Math and technology of course matter, and checking the math against ground-truth simulations is very important, but you can do a perfectly realistic game with empirical math and proper understanding of how to validate (or fit) your art against real-world reference, and you can do on the other hand a completely "wrong" rendering out of perfectly accurate math...

"Squint-worthy" is how Sledgehammers's rendering lead Danny Chan calls AW's lighting quality.
Things make sense, they are overall in the right brightness ratios

Advanced Warfare did also many other innovations, Jorge Jimenez authored a wonderful post-effect pipeline (he really doesn't do anything if it's not better than state of the art!) and AW also took a new version of our perpetually improving performance capture (and face rendering) technology, developed in collaboration with ICT

But I don't think that any single piece of technology mattered for AW more than the studio's focus on perceptual realism as a rendering goal.
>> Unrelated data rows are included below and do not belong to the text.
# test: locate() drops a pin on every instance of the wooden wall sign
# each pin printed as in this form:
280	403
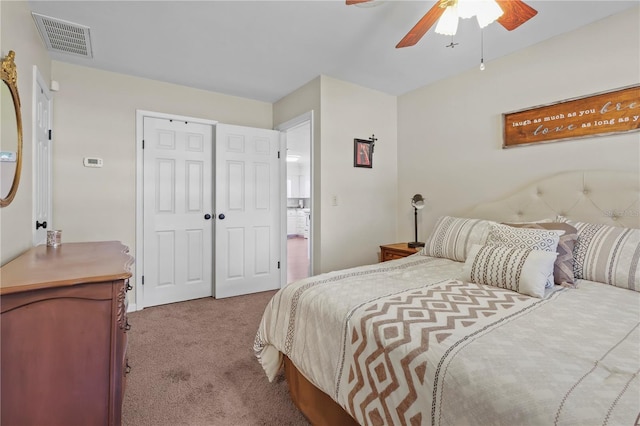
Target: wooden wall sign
616	111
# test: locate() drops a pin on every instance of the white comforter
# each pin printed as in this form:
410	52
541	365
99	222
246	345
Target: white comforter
404	342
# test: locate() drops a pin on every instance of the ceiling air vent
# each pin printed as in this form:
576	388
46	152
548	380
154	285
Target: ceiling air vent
63	36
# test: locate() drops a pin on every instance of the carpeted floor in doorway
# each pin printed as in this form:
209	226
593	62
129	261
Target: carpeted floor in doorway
192	363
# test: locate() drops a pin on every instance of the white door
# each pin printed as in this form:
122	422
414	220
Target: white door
177	211
42	178
247	210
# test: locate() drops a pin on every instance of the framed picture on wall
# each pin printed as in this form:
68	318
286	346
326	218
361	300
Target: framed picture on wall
362	153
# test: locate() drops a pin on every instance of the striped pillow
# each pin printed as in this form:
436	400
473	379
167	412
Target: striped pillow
453	237
607	254
525	271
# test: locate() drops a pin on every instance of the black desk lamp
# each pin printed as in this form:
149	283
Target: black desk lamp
417	202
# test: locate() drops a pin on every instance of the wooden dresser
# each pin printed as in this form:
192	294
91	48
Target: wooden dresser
64	343
396	251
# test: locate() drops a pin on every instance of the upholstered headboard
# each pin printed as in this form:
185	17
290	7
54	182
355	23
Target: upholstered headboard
597	196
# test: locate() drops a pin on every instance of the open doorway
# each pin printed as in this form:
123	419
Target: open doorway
298	137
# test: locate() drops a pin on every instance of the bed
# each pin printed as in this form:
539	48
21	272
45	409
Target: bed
524	310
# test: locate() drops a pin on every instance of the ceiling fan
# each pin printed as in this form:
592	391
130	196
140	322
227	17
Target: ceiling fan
509	13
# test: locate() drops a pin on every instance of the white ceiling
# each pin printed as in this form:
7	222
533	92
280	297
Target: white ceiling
265	49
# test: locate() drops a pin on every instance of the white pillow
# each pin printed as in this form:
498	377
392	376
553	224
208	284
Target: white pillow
525	271
607	254
452	237
525	238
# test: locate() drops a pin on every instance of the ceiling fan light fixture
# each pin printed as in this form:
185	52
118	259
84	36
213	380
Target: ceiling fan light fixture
488	13
448	22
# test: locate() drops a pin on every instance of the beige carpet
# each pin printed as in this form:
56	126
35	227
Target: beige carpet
193	364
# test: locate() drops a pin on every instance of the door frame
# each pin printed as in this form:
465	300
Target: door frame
139	252
282	128
38	82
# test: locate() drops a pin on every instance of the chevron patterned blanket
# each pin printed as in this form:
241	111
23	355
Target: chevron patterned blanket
404	343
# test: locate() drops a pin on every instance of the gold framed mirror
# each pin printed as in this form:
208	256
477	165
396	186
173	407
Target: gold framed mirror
11	133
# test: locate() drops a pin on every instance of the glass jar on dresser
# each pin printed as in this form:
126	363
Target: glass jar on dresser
64	334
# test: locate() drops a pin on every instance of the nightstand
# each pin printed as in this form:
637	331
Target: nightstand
396	251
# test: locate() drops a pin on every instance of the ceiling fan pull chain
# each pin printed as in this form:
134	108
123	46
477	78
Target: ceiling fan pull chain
481	49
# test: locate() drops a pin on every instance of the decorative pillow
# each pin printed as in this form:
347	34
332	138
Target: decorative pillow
525	238
607	254
452	237
563	267
525	271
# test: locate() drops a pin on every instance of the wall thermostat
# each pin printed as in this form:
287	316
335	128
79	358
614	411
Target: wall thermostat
92	162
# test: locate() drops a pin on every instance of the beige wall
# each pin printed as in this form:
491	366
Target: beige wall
364	218
18	33
450	133
350	233
95	115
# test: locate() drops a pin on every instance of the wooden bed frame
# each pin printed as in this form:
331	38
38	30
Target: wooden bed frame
600	196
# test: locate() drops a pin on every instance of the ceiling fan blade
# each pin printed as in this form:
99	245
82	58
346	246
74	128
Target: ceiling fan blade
516	13
423	25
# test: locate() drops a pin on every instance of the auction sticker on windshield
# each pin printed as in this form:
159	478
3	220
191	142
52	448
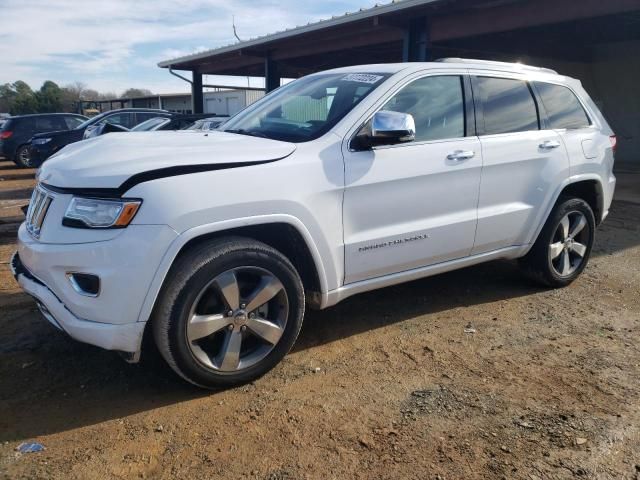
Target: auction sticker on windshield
362	78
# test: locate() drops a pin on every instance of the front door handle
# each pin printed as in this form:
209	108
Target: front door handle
549	145
461	155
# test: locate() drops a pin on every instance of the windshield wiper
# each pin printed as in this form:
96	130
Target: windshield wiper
250	133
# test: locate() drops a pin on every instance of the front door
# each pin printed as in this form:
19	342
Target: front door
415	204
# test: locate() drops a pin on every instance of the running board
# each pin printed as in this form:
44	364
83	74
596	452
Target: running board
335	296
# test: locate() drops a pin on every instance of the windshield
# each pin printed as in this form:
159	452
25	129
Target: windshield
150	124
93	120
305	109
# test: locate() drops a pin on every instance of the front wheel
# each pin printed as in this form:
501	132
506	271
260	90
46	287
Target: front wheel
230	311
564	245
23	157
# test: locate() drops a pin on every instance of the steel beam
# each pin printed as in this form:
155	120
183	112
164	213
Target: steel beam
197	101
416	46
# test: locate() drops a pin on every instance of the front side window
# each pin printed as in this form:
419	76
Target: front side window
562	107
436	104
122	119
305	109
508	105
73	122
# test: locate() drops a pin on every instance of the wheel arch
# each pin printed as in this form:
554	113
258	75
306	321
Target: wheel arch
589	190
588	187
285	233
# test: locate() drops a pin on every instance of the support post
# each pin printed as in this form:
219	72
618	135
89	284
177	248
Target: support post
416	46
197	105
271	75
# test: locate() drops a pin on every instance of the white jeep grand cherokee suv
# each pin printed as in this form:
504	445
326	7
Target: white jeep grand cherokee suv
337	183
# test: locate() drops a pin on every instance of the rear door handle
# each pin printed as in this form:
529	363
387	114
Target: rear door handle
461	155
549	145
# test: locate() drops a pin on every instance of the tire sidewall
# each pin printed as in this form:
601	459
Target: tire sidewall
187	295
567	206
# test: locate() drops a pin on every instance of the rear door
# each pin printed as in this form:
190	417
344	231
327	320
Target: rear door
565	114
411	205
523	162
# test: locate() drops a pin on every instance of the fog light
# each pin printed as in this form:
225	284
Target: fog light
85	283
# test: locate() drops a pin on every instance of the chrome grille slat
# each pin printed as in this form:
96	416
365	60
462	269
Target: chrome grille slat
37	212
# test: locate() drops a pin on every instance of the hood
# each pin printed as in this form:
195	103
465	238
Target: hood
120	160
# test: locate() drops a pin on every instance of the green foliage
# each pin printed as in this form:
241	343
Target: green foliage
49	98
24	99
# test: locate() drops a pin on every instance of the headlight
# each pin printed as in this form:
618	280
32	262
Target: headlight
99	213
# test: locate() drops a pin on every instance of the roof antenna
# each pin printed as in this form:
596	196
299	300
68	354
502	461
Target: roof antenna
233	22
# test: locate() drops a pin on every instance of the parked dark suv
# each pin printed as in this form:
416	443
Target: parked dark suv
46	144
16	132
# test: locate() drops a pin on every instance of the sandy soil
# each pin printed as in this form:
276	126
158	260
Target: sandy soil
386	385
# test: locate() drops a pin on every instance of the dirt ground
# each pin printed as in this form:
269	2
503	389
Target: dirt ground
387	385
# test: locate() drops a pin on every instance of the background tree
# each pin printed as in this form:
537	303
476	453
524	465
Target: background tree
7	97
25	100
49	98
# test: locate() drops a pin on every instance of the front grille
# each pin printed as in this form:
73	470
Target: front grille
38	207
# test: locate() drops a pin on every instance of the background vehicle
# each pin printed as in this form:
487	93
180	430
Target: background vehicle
16	132
46	144
337	183
175	121
209	123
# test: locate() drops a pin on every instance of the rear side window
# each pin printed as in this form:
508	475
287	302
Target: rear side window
563	108
49	124
508	105
436	104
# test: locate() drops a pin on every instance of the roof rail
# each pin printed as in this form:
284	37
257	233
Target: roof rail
495	64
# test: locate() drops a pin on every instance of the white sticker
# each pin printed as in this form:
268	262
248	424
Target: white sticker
362	78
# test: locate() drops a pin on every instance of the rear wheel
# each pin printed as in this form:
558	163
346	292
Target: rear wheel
23	157
230	311
564	245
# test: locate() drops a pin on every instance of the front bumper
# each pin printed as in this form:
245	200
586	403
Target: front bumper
124	338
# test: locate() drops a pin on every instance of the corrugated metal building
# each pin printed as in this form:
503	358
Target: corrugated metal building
596	41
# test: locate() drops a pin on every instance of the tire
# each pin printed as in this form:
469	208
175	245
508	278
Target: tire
22	157
200	320
562	250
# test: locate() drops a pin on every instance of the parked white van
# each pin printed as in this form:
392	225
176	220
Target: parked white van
337	183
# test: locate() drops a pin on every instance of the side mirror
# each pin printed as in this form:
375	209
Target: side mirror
389	128
386	128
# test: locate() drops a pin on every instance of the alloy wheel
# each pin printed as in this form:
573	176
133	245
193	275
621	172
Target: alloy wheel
569	243
237	319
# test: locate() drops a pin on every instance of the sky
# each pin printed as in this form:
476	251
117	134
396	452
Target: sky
112	45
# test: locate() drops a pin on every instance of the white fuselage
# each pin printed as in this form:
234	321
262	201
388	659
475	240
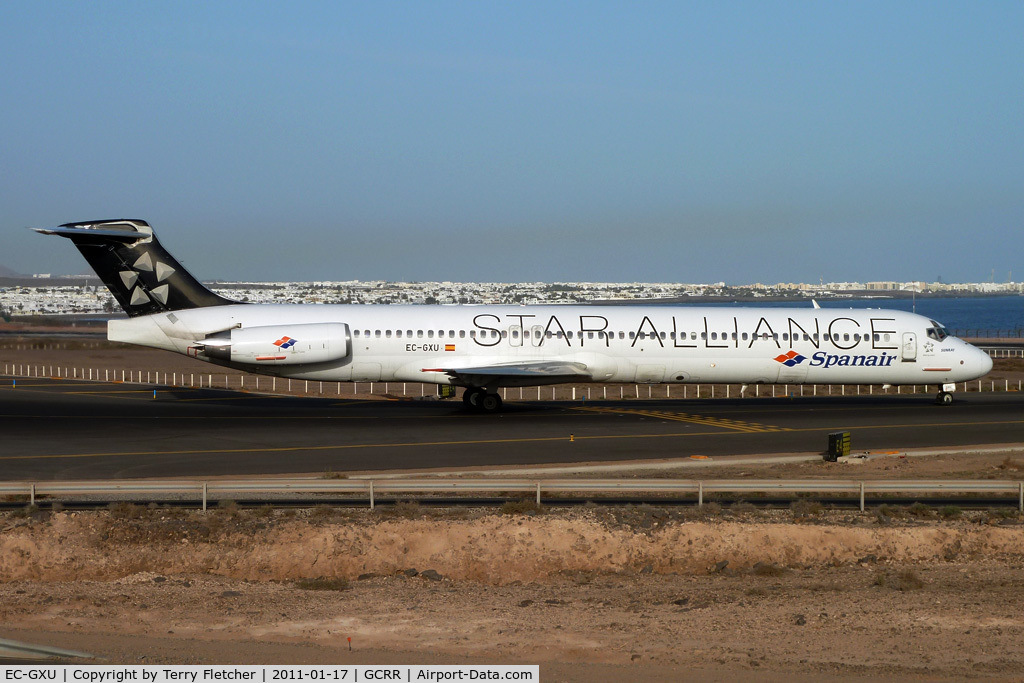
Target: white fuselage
629	343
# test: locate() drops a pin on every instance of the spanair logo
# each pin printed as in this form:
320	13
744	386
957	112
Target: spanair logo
790	359
285	342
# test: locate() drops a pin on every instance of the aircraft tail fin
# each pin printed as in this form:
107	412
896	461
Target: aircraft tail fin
139	272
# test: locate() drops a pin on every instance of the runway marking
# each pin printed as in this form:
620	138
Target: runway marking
538	439
725	423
And I love it!

Call of Duty: Black Ops 3 

I won't talk much about Black Ops 3, also because I already did a post on Siggraph 2016 where we presented lots of rendering innovations done during the previous few years. 
The only presentation I'd like to add here, which is a bit unrelated to rendering, is this one: showing how to fight latency by tweaking animations.

Personally I think that if Sledgehammer's COD is great in its laser focus on going very deep exploring a single objective, Black Ops 3 is just crazy. Treyarch is crazy! Never before I've seen so many rendering improvements pushed on such a large, important franchise. Thus I wouldn't know really where to start... 

BO3 notably switched from forward to deferred, but I'd say that most of what's on screen is new, both in terms of being coded from scratch and often times also in terms of being novel research, and even behind the scenes lots of things changed, tools, editors, even the way it bakes GI is completely unique and novel.



If I had to pick I guess I can narrow BO3 rendering philosophy down to unification and productivity. Everything is lit uniformly, from particles to volumetrics to meshes, there are a lot less "rendering paths" and most of the systems are easier to author for.


All this sums up to a very coherent rendering quality across the screen, it's impossible to tell dynamic objects from static ones for example, and there are very few light leaks, even on specular lighting (which is quite hard to occlude).

Stylistically I'd say, to my eyes, it's somewhere in between AW and Ghosts. It's not quite as arbitrarily painted as Ghosts, and it is a PBR renderer done paying attention to its accuracy, but the data is quite more liberally art directed, and the final rendered frames lean more towards a filmic depiction than close adherence to perceptual realism.

Call of Duty: Infinite Warfare

...is not out yet, and I won't talk about its rendering at all, of course!

It's quite impressive though to see how much space each studio has to completely tailor their rendering solutions to each game, year after year. COD is no Dreams, but compared to titles of similar scope, I'd say it's very agile.

So rest assured, it's yet again quite radically different than what was done before, and it packs quite a few cute tricks... I can't imagine that most of them won't appear at a Siggraph or GDC, till then, you can try to guess what it's trying to accomplish, and how, from the trailers!



Three years, three titles, three different rendering systems, crafted for specific visual goals and specific production needs. The Call of Duty engines don't even have a name (not even internally!), but a bunch of very talented, pragmatic people with very few artificial constraints put on what they can change and how.